Er will vom Jugoslawienkrieg als Journalist berichten. Anja Kofmel ist ein kleines Mädchen, als er 1992 in Kroatien unter mysteriösen Umständen umkommt. Was ist passiert?
Im animierten Dokumentarfilm «Chris the Swiss» geht die Regisseurin 25 Jahre später auf Spurensuche, vollzieht Christians Reise nach und spricht mit Menschen, die ihn kannten.

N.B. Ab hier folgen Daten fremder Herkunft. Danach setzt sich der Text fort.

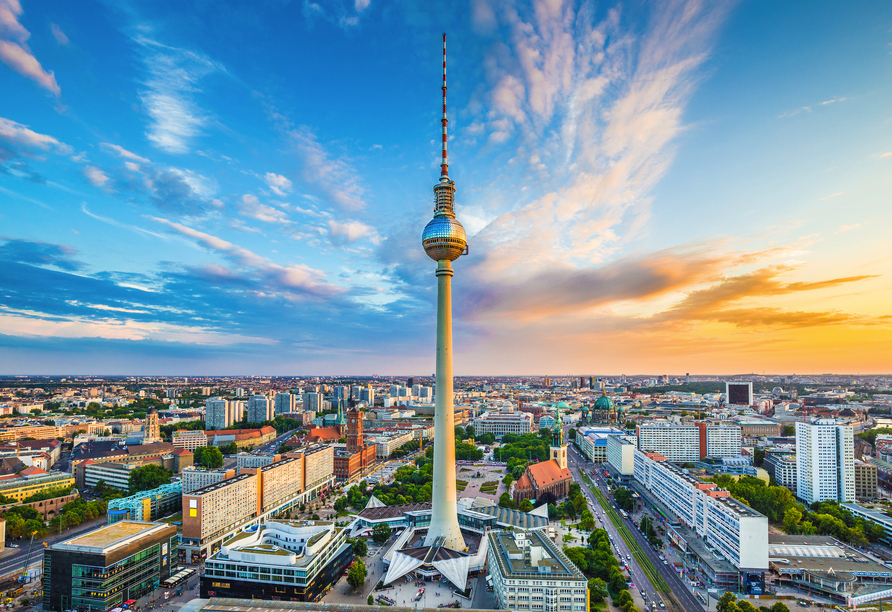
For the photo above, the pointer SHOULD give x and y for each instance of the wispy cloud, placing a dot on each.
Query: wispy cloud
(169, 98)
(278, 183)
(293, 280)
(122, 152)
(349, 232)
(14, 51)
(22, 137)
(251, 207)
(97, 177)
(334, 178)
(59, 35)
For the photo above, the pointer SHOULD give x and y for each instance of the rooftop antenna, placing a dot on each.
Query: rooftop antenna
(444, 165)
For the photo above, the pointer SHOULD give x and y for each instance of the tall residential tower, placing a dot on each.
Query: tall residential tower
(444, 241)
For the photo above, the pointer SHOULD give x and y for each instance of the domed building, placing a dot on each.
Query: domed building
(604, 409)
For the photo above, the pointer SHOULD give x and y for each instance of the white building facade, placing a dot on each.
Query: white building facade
(734, 530)
(825, 461)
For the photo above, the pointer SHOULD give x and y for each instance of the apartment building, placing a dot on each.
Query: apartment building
(689, 442)
(733, 530)
(502, 422)
(621, 457)
(194, 478)
(865, 480)
(188, 439)
(217, 511)
(529, 572)
(825, 461)
(217, 413)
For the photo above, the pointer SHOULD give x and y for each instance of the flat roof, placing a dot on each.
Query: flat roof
(106, 538)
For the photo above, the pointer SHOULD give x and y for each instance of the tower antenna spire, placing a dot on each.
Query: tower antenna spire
(444, 165)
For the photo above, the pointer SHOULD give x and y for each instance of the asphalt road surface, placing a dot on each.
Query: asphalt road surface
(681, 592)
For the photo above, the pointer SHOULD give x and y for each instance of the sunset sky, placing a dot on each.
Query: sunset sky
(200, 187)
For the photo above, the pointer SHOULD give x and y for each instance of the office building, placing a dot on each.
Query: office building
(313, 401)
(620, 455)
(217, 413)
(504, 421)
(285, 402)
(529, 572)
(147, 505)
(152, 428)
(217, 511)
(103, 568)
(689, 442)
(733, 530)
(739, 393)
(288, 561)
(259, 409)
(825, 461)
(194, 478)
(31, 481)
(189, 439)
(865, 481)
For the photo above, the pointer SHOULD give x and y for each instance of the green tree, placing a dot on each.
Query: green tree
(381, 533)
(791, 519)
(727, 603)
(597, 589)
(147, 477)
(356, 575)
(586, 520)
(360, 548)
(208, 456)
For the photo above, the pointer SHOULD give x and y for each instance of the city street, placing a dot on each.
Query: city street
(688, 601)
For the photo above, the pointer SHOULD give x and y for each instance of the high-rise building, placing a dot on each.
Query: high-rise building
(284, 402)
(444, 241)
(313, 401)
(367, 394)
(739, 394)
(152, 428)
(690, 442)
(101, 569)
(825, 461)
(258, 409)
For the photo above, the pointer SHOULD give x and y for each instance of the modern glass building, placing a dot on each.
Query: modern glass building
(100, 570)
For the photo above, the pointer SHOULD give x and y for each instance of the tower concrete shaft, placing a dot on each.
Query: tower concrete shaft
(444, 513)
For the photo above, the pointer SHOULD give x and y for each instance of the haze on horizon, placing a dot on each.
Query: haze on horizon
(657, 187)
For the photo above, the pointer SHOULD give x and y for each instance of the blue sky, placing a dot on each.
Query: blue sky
(221, 188)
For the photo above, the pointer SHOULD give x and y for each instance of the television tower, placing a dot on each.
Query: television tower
(444, 241)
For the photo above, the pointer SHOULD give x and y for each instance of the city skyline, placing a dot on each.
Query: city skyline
(678, 187)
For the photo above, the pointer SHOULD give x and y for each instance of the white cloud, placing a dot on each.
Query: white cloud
(293, 280)
(334, 178)
(97, 177)
(277, 183)
(123, 152)
(251, 207)
(349, 232)
(14, 51)
(174, 74)
(18, 134)
(58, 34)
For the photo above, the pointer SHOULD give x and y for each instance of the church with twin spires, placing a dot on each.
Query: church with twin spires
(552, 476)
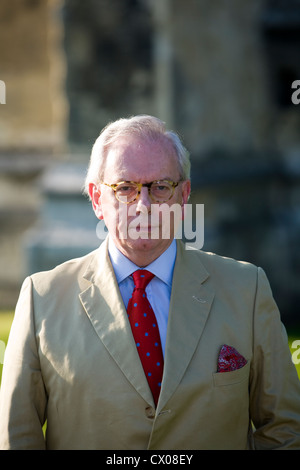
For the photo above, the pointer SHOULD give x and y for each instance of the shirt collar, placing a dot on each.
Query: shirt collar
(162, 267)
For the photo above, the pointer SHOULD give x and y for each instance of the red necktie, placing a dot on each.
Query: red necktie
(145, 331)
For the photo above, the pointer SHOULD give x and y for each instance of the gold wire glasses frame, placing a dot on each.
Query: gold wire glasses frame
(129, 191)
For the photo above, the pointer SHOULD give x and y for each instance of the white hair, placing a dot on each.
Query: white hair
(142, 126)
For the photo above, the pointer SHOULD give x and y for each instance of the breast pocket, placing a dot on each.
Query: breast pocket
(222, 379)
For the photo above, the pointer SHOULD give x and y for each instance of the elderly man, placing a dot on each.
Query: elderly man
(144, 344)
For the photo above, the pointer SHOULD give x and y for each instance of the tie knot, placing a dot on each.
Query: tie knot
(141, 278)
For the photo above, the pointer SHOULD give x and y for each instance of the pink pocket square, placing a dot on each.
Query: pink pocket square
(229, 359)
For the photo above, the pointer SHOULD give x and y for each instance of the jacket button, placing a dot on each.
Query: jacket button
(150, 412)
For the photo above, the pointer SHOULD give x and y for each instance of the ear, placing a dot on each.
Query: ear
(95, 196)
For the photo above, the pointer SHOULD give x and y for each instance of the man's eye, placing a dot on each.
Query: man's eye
(125, 189)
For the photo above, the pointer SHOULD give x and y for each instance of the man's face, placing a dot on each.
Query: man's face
(133, 159)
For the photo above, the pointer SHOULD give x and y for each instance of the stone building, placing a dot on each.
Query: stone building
(219, 73)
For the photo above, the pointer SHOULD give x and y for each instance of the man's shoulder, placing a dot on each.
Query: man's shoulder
(220, 266)
(64, 273)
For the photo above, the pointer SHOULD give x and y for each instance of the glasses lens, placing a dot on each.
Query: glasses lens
(126, 192)
(161, 190)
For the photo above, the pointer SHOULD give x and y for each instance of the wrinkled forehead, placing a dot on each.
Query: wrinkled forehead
(137, 159)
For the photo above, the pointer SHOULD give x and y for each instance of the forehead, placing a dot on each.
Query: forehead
(136, 159)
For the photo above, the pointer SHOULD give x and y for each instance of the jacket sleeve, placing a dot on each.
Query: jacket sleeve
(275, 387)
(22, 396)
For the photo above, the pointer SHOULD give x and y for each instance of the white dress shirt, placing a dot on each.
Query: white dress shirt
(158, 290)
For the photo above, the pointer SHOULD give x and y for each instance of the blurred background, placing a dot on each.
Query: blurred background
(219, 73)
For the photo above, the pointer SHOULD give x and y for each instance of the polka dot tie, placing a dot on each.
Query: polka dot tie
(145, 331)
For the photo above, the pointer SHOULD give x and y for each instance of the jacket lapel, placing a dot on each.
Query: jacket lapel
(104, 306)
(190, 305)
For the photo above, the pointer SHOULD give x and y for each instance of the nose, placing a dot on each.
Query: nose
(144, 201)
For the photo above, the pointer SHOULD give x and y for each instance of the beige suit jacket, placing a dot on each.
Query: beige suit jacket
(71, 359)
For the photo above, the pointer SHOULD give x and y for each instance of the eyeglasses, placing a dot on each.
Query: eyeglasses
(129, 191)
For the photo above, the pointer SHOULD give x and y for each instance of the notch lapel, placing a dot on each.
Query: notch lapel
(190, 305)
(104, 306)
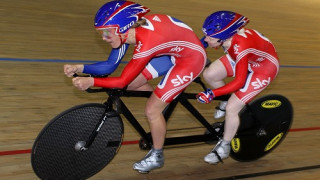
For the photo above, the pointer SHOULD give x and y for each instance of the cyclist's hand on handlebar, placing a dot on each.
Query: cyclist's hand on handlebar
(205, 97)
(83, 83)
(70, 70)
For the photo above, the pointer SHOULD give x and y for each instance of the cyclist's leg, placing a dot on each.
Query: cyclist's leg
(173, 83)
(214, 75)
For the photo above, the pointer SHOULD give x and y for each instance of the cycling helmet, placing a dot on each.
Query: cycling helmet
(120, 15)
(223, 24)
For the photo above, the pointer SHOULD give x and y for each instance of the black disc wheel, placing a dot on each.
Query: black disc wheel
(56, 151)
(264, 123)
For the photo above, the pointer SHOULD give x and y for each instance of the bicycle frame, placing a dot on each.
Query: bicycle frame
(115, 99)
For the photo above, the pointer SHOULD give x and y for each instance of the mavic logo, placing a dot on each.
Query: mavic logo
(156, 18)
(181, 80)
(176, 49)
(260, 83)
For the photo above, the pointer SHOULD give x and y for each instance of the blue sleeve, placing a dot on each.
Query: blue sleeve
(108, 66)
(205, 44)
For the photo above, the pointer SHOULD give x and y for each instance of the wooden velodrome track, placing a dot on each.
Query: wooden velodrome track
(38, 37)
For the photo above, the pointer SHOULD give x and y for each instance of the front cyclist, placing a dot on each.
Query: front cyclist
(156, 35)
(250, 58)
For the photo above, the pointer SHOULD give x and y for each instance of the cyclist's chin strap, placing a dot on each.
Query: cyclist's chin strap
(123, 40)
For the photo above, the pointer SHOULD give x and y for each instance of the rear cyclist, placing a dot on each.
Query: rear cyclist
(250, 58)
(156, 35)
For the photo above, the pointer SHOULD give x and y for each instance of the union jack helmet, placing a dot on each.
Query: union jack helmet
(223, 24)
(120, 15)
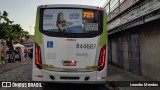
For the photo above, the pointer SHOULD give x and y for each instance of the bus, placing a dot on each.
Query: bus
(70, 44)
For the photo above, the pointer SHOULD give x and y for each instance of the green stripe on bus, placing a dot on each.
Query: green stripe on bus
(103, 36)
(37, 34)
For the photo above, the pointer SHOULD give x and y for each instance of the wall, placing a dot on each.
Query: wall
(150, 50)
(113, 47)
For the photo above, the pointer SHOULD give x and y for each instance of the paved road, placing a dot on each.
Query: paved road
(23, 73)
(74, 87)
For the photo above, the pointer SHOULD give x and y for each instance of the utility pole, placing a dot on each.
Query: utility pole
(30, 29)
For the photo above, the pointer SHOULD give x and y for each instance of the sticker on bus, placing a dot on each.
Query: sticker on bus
(91, 27)
(49, 44)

Anja Kofmel findet heraus: Ihr Cousin hängte den Reporterjob an den Nagel und schloss sich einer rechtsextremen Söldnerbrigade an. Warum tat er das, wenn er den Krieg eigentlich verabscheute? Die Frage, wie und warum Chris starb, wird immer rätselhafter.
Top-Terrorist «Carlos»
Eine Überraschung: Während ihrer Recherchen stösst die Regisseurin in den Notizen von Chris auf den Namen «Carlos». Den Namen kannte in den 1970er- und in den 1980er-Jahren fast jeder.
«Carlos», mit bürgerlichen Namen «llich Ramirez Sanchez», war damals einer der meistgesuchten Terroristen, der für Flugzeugentführungen, Geiselnahmen und Attentate verantwortlich war. Er sitzt seit 1994 in Frankreich im Gefängnis.
Kofmel kann tatsächlich mit dem Terroristen sprechen. «Carlos» erklärt ihr, warum seiner Meinung nach Chris sterben musste: «Er war ein Spion des Schweizer Geheimdienstes, deshalb haben sie ihn umgebracht.»
Das bleibt eine Behauptung. Kofmel findet keine weiteren Hinweise, die die Aussage des Terroristen belegen.
Gezeichnete Realität
«Chris the Swiss» ist kein einfacher Dokumentarfilm. Anhand der Notizen ihres Cousins versuchte sich die Regisseurin vorzustellen, wie Chris in Kroatien gelebt hatte.
Wie man diese spekulativen Momente bebildert, war die Frage, die sich ihr stellte. Kofmel entschied sich für die Hybridform des animierten Dokumentarfilms (auch Animadok genannt).
Für die Zeichnungen in «Chris the Swiss» arbeitete Anja Kofmel mit 35 Zeichnern. Eine Sekunde Animation entspricht neuneinhalb Stunden Arbeit. Insgesamt arbeitete die Regisseurin sechs Jahre an ihrem Film.
Film-Fazit
Gefilmte und gezeichnete Bilder verschmelzen bei «Chris the Swiss» zu einer spannenden Geschichte. Das ist die Stärke von Anja Kofmels erstem Langfilm: Sie setzt im richtigen Moment auf Animation, lässt gleichzeitig ihren Interviewpartnern genug Platz. Eine Mischung, mit der sie ins Schwarze trifft.